Já faz algumas horas que saí de casa depois da nossa discussão. Fiquei andando pela cidade, sem rumo. Não sinto vontade de entrar agora, até porque sei que ela não vai mais estar lá.
Sento na beira da calçada: agora está tudo quieto.
Na mão esquerda, o uísque que havia guardado para ocasiões especiais. Na mão direita, um cigarro.
Os dois alternando idas à mesma boca.
Olho para o asfalto deserto frente a meu prédio.
O negócio é que quando a madrugada chega e você cala, o silêncio começa a falar. Ele me dizia coisas horríveis.
Tudo é triste, frio e monótono: reflexo de mim.
Dou um trago e contemplo a fumaça misturando-se ao céu cinza.
Fecho os olhos, abaixo a cabeça.
Suspiro.
Lembro do tempo em que eu chamaria isso de liberdade.
Quase consigo ouvir, lá de longe, a música que costumávamos dançar juntos - e a lágrima, contida durante horas, finalmente caiu, seguida por outra e depois outra.
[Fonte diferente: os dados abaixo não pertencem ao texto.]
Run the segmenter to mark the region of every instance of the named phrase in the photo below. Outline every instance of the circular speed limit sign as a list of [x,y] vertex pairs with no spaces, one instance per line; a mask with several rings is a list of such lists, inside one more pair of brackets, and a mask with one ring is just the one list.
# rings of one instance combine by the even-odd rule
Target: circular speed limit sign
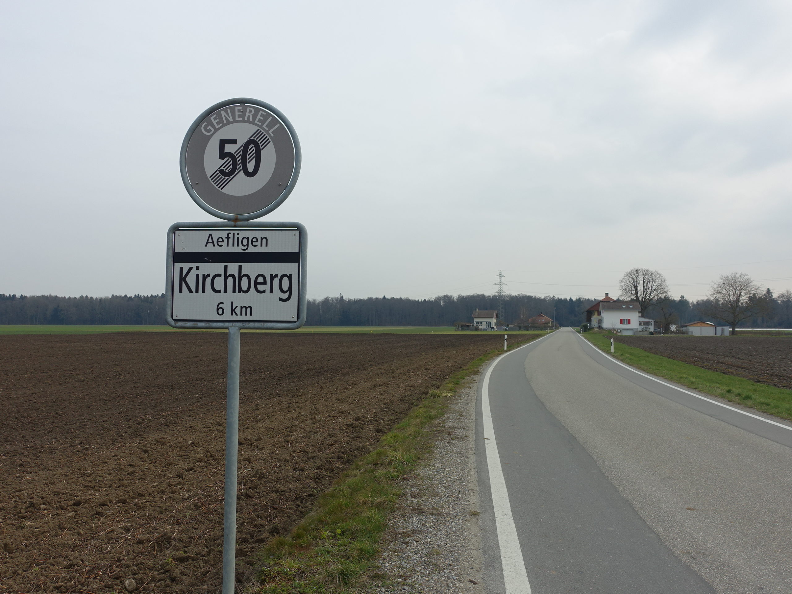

Aos poucos, todas estavam dançando a triste dança da saudade. Logo já eram incontáveis - todas juntas - fundidas na mesma dor.
Braços apoiados nos joelhos, ergo a cabeça e miro a última janela iluminada do prédio à frente.
Ela apaga.
Permaneço a observar a janela escura e rio nostálgica. Penso ironicamente: "quem diria que, dessa vez, ela não iria voltar amanhã?"
Fito agora a poça d'água formada junto ao meio-fio. Ela reflete um rosto abatido e cético.
Não consigo encarar a mim mesma.
Desvio o olhar.
Quando ela me aconselhou a seguir em frente, eu deveria ter percebido quem ficaria para trás.
E a minha vontade é de seguir em frente. Tão adiante que, ao olhar para trás, não a enxergue mais.
A realidade destoa da minha vontade.
Agora estou no inferno.
Pequei por pensar que só se vive uma vez.